The money party
The money scramble – the allocation of funds for advertising in the coming election has been held. The big winners, Labour and National, will each get one and a quarter million dollars.
The Green Party and NZ First will each get $310,000. Next up, Act, The Maori Party and The Opportunities Party each get $145.
Then come ‘the others’ most of which many people will have never heard of: Advance NZ, The Aotiaroa Cannabis Party, Democratic Social Credit, NZ Outdoors, Sustainable NZ, Vision NZ, Direct Democracy, Furure Party, Interest Party, One Party and finally Oytcho-visha who
describe themselves as “a cult for those who understand, appreciate and observe the avant-garde, gothic triumphs of European culture”.
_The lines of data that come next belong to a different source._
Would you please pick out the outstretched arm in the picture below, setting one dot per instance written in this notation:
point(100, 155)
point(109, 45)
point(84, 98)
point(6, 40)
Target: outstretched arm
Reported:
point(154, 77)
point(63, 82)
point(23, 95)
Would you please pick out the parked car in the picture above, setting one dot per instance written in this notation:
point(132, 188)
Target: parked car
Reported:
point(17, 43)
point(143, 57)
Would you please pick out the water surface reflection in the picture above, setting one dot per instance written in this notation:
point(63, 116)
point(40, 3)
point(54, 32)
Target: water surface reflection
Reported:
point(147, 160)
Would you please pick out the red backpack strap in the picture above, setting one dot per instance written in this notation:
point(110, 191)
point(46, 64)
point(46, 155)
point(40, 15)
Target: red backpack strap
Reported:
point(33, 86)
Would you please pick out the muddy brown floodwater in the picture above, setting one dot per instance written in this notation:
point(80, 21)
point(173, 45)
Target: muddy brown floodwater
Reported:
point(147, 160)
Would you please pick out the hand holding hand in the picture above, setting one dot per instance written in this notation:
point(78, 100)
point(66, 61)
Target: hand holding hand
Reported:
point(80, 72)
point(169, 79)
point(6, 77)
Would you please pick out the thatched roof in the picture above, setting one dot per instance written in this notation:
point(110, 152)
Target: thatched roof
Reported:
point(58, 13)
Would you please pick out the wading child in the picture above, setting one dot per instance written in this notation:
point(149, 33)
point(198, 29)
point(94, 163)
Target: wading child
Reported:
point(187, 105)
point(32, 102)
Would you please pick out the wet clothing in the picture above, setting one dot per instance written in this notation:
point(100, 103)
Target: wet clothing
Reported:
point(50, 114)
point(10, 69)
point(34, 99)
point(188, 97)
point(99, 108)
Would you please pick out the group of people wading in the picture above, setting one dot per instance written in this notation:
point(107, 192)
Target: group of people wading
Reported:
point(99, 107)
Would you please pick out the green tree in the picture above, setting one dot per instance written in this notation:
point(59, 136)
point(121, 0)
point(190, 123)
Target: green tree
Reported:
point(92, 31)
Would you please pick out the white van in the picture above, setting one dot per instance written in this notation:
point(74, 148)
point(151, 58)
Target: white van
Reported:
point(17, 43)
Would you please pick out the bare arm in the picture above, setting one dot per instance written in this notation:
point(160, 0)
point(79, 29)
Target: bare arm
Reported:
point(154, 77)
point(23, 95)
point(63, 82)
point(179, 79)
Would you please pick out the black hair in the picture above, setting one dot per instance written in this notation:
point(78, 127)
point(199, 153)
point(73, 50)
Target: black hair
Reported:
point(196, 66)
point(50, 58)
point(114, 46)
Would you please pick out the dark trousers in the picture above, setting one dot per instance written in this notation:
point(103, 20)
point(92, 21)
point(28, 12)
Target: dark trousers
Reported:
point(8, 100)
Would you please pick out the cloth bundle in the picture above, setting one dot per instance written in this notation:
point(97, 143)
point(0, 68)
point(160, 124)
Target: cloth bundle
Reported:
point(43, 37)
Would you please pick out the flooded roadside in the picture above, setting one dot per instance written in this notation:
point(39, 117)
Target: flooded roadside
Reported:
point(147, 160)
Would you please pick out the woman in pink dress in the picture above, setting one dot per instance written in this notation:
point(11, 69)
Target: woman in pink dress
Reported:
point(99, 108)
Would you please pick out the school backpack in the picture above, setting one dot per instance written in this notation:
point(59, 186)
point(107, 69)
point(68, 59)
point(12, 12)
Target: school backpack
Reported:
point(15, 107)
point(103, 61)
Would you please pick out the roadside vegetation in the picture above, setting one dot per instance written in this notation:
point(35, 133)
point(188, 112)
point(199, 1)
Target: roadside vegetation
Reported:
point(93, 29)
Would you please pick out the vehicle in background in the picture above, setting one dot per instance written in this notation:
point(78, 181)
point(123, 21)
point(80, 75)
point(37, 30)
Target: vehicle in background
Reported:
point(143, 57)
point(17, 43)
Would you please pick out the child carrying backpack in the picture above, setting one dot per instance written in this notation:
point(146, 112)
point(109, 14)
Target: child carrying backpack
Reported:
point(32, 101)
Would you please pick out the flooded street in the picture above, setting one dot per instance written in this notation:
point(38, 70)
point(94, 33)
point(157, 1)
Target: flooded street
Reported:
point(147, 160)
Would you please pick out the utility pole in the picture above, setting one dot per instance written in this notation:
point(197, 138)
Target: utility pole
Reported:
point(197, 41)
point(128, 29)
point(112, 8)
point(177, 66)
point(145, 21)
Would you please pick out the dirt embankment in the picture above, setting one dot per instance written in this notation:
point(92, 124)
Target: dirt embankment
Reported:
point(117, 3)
The formula for determining how money gets allocated might seem strange, given that it goes to parties that arguably have the most chance of securing donations. However, according to the Electoral Commission, “the allocation of money is not a simple mathematical calculation and involves a difficult balancing exercise.
It requires the commission to take into account each and all of the criteria, some of which are quantifiable, some of which are qualitative, some of which are based on past performance, and some of which are based on more recent indicators.”
In the announcement of funding, there was a discussion of how the weighting worked for smaller parties. On the one hand, the Electoral Commission is required to give parties fair opportunity to convey their policies to the public, and even under an MMP system, smaller parties have far less opportunity to do this than major parties.
This means that some party allocations “may arguably be larger than a strict reflection of what their election results and other indications of public support”.
Electoral law expert professor Andrew Geddis adds: “As well as parties having to be registered by August 12 (which requires them getting 500 paying members who all are enrolled to vote), they also have to actually submit a list of candidates in order to get access to this money.
Also submitting the party list requires a deposit of $1000, which the micro parties will never see again. If a party doesn’t register/submit a list of candidates, its allocation gets redistributed to the other parties. So those micro-parties at the bottom probably won’t get anything at all. Also note that the money is not paid out to the parties directly – the Electoral Commission pays bills upon delivery of receipts.”